En la Constitución está dicho que “Colombia es un Estado social de derecho”. Y los panegiristas del establecimiento tienen acuñado el estribillo según el cual el país goza de la democracia más estable de América Latina.
Sin embargo, la realidad muestra una situación que no encaja en las buenas intenciones de los constituyentes de 1991. Porque el llamado “Estado social de derecho” es una ficción si se toma en cuenta la generalizada desigualdad predominante en el conjunto de la sociedad colombiana. Allí están las inocultables brechas en lo económico y lo social como confirmación de las condiciones negativas persistentes en la vida de la mayoría de los habitantes de la nación.
El barniz de las elecciones, con toda su parafernalia de jornada popular, no alcanza a ocultar los graves desajustes de la democracia en el mismo evento, marcado por la compraventa de votos y muchas veces por la falta de rigor ético y de méritos en la selección de los candidatos a las diferentes corporaciones públicas o a otros cargos.
Un mayor derrumbamiento de la armazón con que se identifica la institucionalidad es la acumulación de escándalos por los actos de abuso de poder, corrupción, violación de derechos y otros hechos de desgreño gubernamental.
Los escándalos del sector oficial en Colombia son recurrentes, de intensa celeridad. En todos, los actores son los más altos titulares de los cargos públicos, quienes tienen el fuero de la impunidad porque casi nunca los toca la justicia.

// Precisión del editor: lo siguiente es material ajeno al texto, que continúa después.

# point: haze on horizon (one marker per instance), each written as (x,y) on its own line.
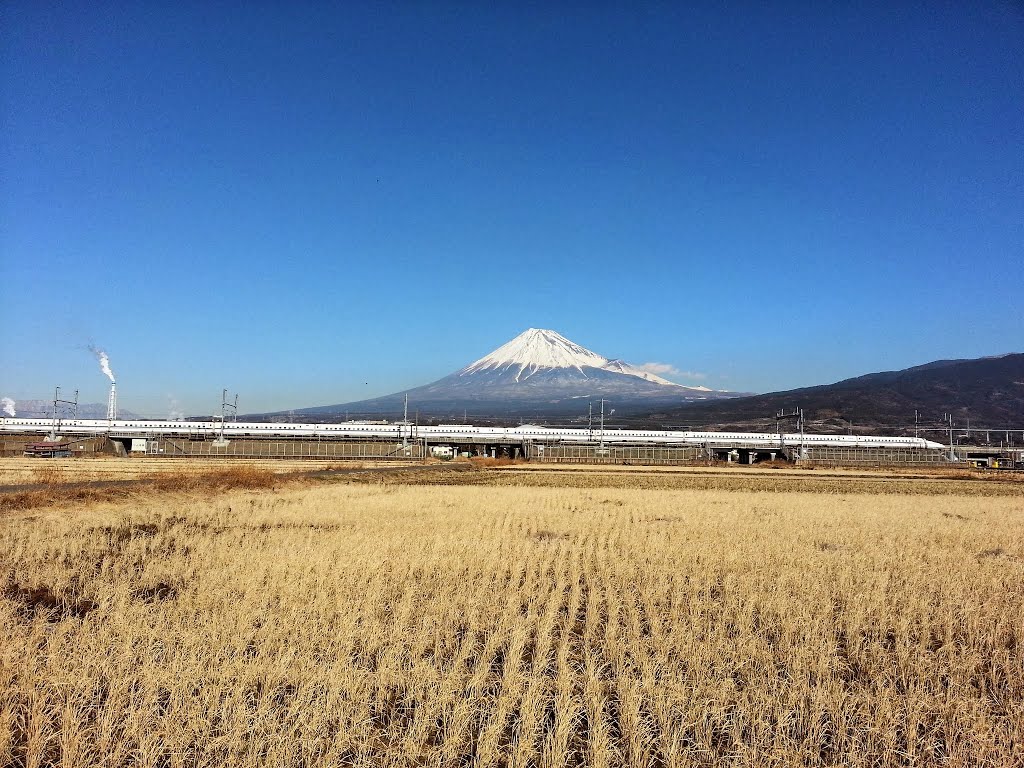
(326,204)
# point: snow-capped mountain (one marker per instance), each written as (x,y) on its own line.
(537,350)
(539,371)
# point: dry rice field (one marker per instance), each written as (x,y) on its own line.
(515,619)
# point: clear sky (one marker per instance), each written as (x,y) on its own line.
(317,203)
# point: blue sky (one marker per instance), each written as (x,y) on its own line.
(317,203)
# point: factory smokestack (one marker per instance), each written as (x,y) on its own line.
(112,401)
(104,360)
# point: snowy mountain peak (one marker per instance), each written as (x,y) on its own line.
(535,349)
(538,350)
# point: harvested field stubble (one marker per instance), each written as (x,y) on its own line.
(386,625)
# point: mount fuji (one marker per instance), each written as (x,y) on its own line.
(538,373)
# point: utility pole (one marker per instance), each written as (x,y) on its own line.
(224,406)
(57,402)
(404,423)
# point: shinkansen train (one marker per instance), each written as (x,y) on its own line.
(446,433)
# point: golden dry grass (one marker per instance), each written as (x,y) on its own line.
(444,626)
(19,471)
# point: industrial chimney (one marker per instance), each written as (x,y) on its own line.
(112,402)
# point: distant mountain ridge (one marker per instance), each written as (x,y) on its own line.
(538,373)
(988,391)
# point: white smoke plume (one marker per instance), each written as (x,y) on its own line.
(104,360)
(174,412)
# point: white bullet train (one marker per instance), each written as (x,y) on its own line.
(448,433)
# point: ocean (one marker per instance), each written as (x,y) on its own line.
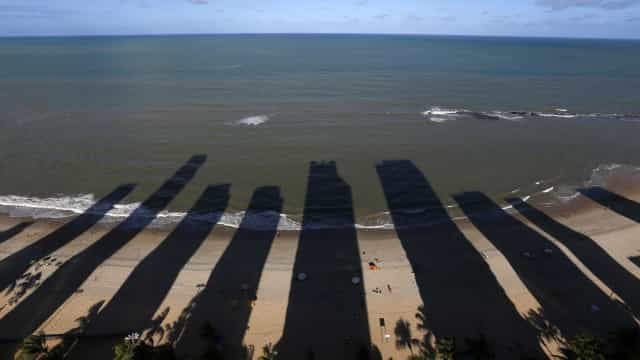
(524,117)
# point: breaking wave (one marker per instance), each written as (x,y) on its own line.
(252,120)
(549,191)
(438,114)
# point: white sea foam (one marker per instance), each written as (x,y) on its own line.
(253,120)
(436,110)
(563,116)
(441,114)
(505,115)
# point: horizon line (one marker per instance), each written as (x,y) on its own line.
(41,36)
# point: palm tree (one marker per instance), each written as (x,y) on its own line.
(404,337)
(446,348)
(34,347)
(421,316)
(583,346)
(268,353)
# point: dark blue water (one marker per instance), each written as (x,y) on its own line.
(82,115)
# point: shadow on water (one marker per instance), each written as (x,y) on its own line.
(326,316)
(55,290)
(227,299)
(607,269)
(569,299)
(15,230)
(14,265)
(132,307)
(460,293)
(613,201)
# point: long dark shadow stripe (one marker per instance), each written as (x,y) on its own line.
(569,299)
(621,281)
(13,231)
(613,201)
(133,306)
(56,289)
(327,313)
(226,300)
(461,294)
(17,263)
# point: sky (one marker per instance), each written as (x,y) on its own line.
(556,18)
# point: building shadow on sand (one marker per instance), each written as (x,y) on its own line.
(462,298)
(326,316)
(606,268)
(613,201)
(218,319)
(133,306)
(13,231)
(14,266)
(569,299)
(36,308)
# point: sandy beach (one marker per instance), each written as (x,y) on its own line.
(393,290)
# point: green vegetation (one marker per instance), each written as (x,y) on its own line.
(622,344)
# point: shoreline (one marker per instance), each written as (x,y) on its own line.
(608,229)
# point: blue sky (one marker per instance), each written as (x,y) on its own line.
(570,18)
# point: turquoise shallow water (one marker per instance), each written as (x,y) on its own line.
(83,115)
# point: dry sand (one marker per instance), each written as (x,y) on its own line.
(617,235)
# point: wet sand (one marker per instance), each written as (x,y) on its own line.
(391,290)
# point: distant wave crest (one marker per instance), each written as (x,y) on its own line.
(254,120)
(439,114)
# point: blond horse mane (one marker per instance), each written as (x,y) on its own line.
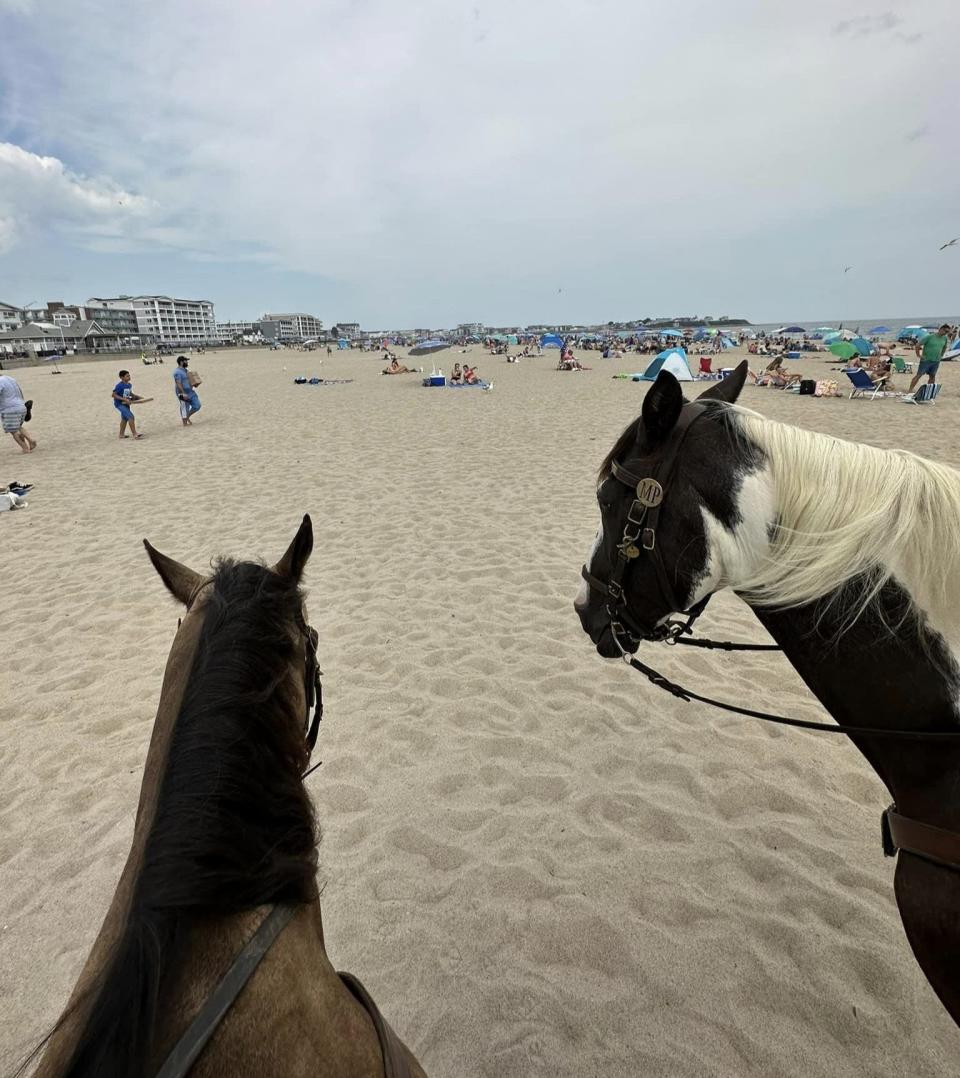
(851,517)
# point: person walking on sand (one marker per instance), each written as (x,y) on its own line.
(123,397)
(14,412)
(930,351)
(185,392)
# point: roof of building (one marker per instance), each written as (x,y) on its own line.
(32,331)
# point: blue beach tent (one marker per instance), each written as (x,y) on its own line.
(672,360)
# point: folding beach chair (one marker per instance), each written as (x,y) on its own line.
(924,395)
(862,384)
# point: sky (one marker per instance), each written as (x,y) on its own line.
(508,162)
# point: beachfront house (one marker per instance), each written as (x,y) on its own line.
(291,328)
(166,319)
(10,317)
(49,339)
(348,331)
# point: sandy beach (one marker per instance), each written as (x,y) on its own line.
(538,864)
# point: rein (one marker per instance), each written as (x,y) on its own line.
(639,537)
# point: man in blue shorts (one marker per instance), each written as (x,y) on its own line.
(185,392)
(123,397)
(930,351)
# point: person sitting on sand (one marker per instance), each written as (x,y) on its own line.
(569,363)
(775,375)
(397,368)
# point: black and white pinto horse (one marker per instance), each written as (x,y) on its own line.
(836,547)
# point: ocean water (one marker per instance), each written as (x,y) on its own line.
(865,325)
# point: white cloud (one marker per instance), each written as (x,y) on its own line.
(36,191)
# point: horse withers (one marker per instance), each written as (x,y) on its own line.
(211,958)
(834,546)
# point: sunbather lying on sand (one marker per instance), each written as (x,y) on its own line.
(397,368)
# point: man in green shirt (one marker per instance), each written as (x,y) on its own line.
(930,351)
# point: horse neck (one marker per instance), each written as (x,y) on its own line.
(176,676)
(867,676)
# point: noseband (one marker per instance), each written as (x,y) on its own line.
(640,538)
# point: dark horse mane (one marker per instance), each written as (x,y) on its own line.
(234,828)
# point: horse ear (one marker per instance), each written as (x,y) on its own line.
(297,553)
(181,581)
(728,388)
(661,409)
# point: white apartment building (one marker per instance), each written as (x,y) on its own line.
(230,331)
(11,317)
(295,327)
(166,319)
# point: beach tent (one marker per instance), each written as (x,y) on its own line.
(672,360)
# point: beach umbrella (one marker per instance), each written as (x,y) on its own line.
(428,347)
(845,349)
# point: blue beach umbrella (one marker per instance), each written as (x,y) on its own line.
(428,347)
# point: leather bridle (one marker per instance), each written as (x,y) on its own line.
(639,539)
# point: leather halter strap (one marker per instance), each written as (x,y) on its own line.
(923,840)
(203,1027)
(395,1064)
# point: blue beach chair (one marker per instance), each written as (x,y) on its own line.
(862,384)
(924,395)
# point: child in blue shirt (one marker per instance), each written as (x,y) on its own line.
(123,397)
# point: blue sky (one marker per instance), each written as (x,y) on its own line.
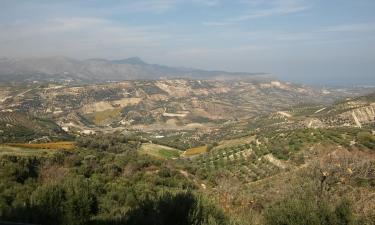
(305,41)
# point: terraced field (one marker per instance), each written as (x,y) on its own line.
(159,151)
(67,145)
(8,150)
(247,162)
(195,151)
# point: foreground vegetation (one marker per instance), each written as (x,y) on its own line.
(111,179)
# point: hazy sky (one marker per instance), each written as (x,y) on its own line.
(309,41)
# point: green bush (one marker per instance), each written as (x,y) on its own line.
(308,211)
(175,209)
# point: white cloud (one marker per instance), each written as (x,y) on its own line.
(261,8)
(77,37)
(359,27)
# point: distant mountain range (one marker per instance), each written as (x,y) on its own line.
(103,70)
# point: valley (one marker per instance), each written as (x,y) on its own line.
(245,145)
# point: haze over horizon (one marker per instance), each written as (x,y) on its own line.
(312,42)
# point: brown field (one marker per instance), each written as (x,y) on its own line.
(195,151)
(52,145)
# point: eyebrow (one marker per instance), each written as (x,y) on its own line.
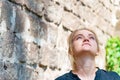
(82,35)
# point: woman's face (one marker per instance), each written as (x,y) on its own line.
(84,41)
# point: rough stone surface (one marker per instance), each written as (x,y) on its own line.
(33,34)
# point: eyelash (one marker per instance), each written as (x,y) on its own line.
(80,37)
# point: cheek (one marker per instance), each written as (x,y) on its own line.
(76,46)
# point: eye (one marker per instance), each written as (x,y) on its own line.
(91,37)
(79,37)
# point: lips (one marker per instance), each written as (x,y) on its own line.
(86,44)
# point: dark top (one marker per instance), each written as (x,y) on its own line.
(100,75)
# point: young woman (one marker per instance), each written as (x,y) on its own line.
(83,48)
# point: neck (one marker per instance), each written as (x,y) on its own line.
(84,66)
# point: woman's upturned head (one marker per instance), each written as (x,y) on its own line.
(82,40)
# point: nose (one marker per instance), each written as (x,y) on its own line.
(86,40)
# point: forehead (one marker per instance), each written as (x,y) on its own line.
(84,32)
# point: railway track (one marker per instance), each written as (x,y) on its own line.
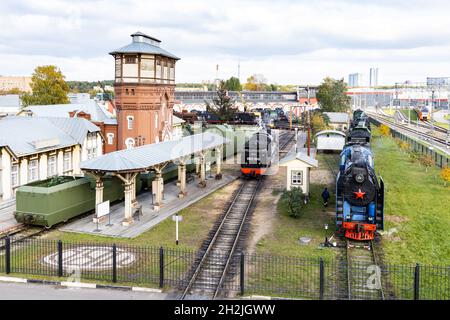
(363,271)
(427,137)
(212,270)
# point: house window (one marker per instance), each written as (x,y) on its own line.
(67,161)
(15,175)
(296,177)
(130,122)
(129,143)
(33,170)
(110,137)
(52,166)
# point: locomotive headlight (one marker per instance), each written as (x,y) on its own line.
(359,178)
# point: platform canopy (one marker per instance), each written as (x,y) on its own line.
(146,157)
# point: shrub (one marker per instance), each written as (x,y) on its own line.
(427,161)
(445,174)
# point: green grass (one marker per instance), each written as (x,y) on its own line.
(417,206)
(284,238)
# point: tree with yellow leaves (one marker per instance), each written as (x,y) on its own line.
(384,130)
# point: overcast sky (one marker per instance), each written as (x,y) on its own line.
(297,42)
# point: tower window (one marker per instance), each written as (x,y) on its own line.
(130,122)
(129,143)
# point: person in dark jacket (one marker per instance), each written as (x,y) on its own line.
(325,197)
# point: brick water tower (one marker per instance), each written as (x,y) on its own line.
(144,92)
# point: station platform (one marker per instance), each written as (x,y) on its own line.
(150,217)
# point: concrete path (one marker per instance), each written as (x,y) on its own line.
(28,291)
(171,205)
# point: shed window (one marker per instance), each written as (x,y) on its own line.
(130,59)
(15,175)
(296,177)
(52,166)
(33,170)
(67,161)
(110,137)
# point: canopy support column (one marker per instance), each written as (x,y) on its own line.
(202,182)
(128,180)
(158,185)
(219,163)
(182,179)
(98,193)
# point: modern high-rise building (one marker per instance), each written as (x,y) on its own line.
(373,78)
(355,80)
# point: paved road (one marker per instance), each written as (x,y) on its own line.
(28,291)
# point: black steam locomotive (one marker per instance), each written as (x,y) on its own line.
(359,193)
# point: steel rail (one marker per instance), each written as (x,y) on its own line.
(211,244)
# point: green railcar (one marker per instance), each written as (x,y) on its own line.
(48,202)
(58,199)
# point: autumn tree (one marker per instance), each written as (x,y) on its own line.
(256,82)
(332,96)
(233,84)
(445,174)
(48,87)
(384,130)
(222,106)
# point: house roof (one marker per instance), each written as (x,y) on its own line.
(30,135)
(330,132)
(177,120)
(145,157)
(97,112)
(299,156)
(338,117)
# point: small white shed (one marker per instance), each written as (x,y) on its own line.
(330,140)
(298,166)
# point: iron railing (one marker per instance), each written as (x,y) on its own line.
(255,274)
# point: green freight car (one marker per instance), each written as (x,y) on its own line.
(48,202)
(58,199)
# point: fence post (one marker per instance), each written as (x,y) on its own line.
(417,282)
(242,274)
(161,267)
(60,262)
(322,279)
(114,263)
(7,255)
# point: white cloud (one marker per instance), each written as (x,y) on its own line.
(287,41)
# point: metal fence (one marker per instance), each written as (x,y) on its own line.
(256,274)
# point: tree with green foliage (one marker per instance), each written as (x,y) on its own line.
(332,97)
(233,84)
(48,87)
(222,106)
(294,201)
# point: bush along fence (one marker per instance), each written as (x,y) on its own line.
(255,274)
(439,159)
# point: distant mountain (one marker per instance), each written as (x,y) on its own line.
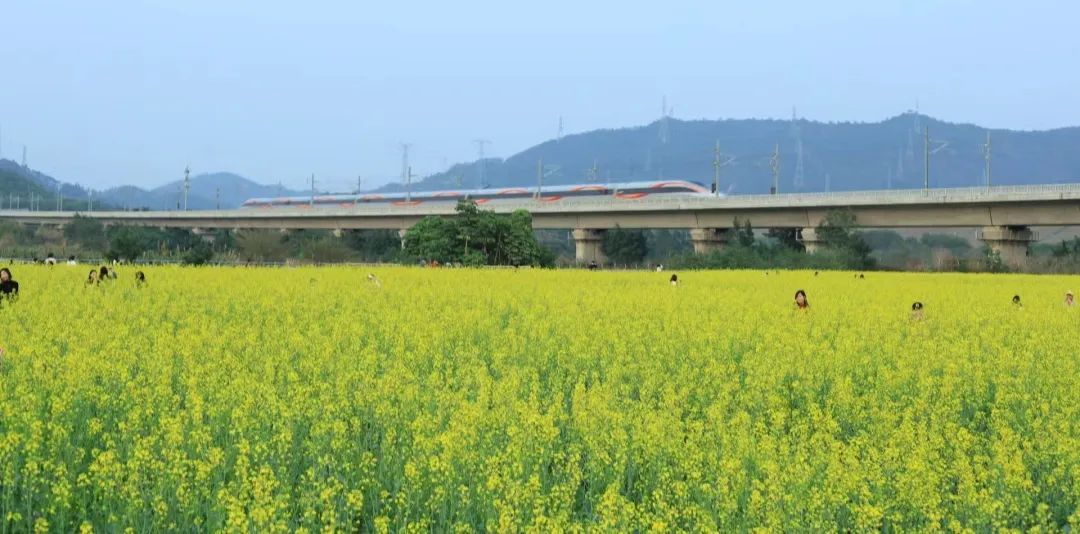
(841,156)
(207,191)
(19,185)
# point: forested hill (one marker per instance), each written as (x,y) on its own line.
(836,156)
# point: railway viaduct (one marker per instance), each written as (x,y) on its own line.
(1004,216)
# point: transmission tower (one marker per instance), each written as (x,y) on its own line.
(664,114)
(187,186)
(797,133)
(405,147)
(483,164)
(774,164)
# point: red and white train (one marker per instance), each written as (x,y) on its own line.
(629,190)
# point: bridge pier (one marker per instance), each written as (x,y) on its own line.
(810,240)
(1010,242)
(586,244)
(206,236)
(709,240)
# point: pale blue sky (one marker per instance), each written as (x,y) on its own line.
(124,92)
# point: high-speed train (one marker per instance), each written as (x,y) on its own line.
(629,190)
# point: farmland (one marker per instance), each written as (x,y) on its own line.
(275,400)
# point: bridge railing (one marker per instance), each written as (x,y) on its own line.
(781,200)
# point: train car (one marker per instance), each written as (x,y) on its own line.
(628,190)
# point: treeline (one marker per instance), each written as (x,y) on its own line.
(474,238)
(477,237)
(86,238)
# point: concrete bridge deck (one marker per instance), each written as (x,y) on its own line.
(1021,205)
(1002,214)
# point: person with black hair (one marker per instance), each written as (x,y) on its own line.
(800,301)
(917,311)
(9,288)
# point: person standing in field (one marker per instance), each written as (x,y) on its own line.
(9,288)
(917,311)
(800,301)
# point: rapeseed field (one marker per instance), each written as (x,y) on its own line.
(312,399)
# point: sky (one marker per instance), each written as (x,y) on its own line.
(131,92)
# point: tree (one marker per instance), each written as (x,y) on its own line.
(85,231)
(787,238)
(129,242)
(375,245)
(743,235)
(477,237)
(199,254)
(837,231)
(328,250)
(624,247)
(261,245)
(433,238)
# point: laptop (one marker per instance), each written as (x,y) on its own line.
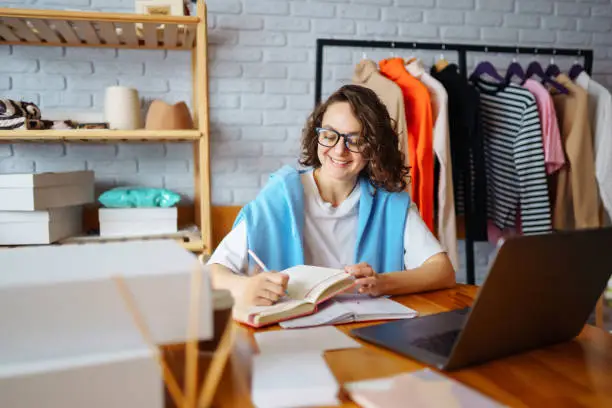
(540,291)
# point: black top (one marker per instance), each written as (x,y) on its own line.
(467,148)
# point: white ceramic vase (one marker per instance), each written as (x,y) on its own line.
(122,108)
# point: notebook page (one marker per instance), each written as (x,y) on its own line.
(316,339)
(368,308)
(303,278)
(283,305)
(292,380)
(330,313)
(424,389)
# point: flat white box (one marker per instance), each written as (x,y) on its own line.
(40,227)
(131,222)
(60,302)
(128,379)
(41,191)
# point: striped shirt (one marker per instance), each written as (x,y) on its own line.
(514,158)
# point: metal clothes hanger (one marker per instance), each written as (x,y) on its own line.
(552,70)
(441,63)
(577,68)
(485,67)
(535,68)
(515,69)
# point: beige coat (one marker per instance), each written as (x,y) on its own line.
(366,74)
(576,202)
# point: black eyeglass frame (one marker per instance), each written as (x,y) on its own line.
(340,135)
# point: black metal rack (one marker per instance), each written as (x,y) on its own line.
(462,50)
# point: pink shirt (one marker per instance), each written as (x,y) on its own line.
(554,157)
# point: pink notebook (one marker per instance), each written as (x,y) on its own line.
(420,389)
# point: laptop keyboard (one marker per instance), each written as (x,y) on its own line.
(440,344)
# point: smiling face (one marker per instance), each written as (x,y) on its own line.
(338,162)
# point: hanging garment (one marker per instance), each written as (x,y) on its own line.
(554,157)
(516,174)
(447,223)
(575,200)
(600,116)
(466,147)
(366,74)
(420,138)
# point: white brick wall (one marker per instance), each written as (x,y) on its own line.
(262,76)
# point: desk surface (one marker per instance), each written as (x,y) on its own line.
(577,373)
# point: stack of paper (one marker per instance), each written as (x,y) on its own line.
(423,389)
(290,371)
(352,308)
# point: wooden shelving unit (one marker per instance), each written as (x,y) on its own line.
(57,28)
(78,135)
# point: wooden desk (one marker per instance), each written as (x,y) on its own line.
(577,373)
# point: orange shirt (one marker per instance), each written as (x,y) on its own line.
(417,104)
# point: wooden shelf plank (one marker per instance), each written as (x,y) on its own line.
(96,16)
(117,30)
(98,135)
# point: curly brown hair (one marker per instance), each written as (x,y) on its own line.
(385,168)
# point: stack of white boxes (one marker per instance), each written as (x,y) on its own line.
(137,222)
(42,208)
(68,338)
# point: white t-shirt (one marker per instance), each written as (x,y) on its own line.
(330,234)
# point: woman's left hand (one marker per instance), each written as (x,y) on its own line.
(367,280)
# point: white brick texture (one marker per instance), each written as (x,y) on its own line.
(261,59)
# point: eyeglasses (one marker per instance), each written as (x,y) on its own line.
(330,138)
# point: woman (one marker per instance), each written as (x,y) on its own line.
(349,210)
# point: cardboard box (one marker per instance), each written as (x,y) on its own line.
(60,302)
(134,222)
(41,191)
(127,379)
(40,227)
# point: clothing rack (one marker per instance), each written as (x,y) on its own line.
(462,50)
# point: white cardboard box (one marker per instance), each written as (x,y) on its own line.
(40,227)
(60,302)
(129,379)
(130,222)
(41,191)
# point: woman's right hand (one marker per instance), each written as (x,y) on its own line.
(265,288)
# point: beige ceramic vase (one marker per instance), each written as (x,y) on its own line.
(163,116)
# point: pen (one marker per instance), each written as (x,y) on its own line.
(256,259)
(261,264)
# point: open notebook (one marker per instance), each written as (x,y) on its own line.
(348,308)
(308,286)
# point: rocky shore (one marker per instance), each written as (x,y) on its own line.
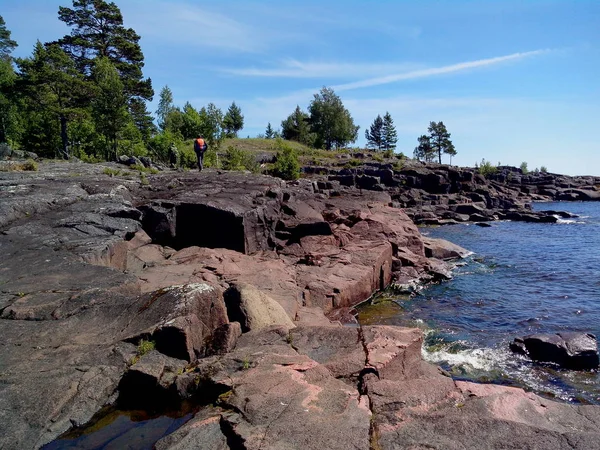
(242,284)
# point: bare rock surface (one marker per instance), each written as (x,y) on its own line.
(94,264)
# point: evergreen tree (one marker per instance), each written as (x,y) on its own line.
(109,106)
(142,118)
(440,140)
(424,150)
(165,106)
(8,108)
(269,133)
(212,125)
(7,45)
(98,31)
(374,134)
(192,122)
(233,121)
(297,128)
(389,135)
(53,83)
(331,121)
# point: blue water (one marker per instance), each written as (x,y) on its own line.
(523,278)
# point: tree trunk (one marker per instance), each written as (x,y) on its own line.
(64,137)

Y hay de todo: las ejecuciones extrajudiciales que fueron los crímenes llamados falsos positivos, las pesquisas telefónicas contra dirigentes de la oposición, periodistas, defensores de derechos humanos y activistas de causas sociales; negociados en las Fuerzas Armadas, la compra venta de votos según las confesiones de la condenada exsenadora Aida Merlano, el fraude manejado desde la “Ñeñepolítica”, los sobornos de Odebrecht, los homicidios ejecutados contra promotores de organizaciones sociales por bandas de mafiosos y paramilitares, sin que las autoridades se den por notificadas. Están así mismo los turbios negocios de las compras con sobreprecios realizadas por diferentes entidades de gobierno, desde la Presidencia de la república hasta proveedores con patente de corso, aprovechando en forma perversa la emergencia de la pandemia COVID-19, más los repetidos abusos sexuales, con violencia incluida, de militares a menores indígenas y el caso especial del senador Eduardo Pulgar de pretender sobornar a un juez
para que fallara a su favor algún litigio. Y como si fuera poco el Senado elige de presidente de esa corporación a uno de sus miembros acusado de comprar votos, en un abierto desafío a la decencia política.
Son muchos los escándalos que le restan legitimidad, autoridad y respeto a quienes tienen el manejo del poder, aunque se autocalifiquen como servidores impolutos.
Puntada
Y con tanto rabo de paja oficialmente se cuestionan los gobiernos de Venezuela y Cuba, como si los pecados que les enrostran no fueran los mismos que se cometen aquí.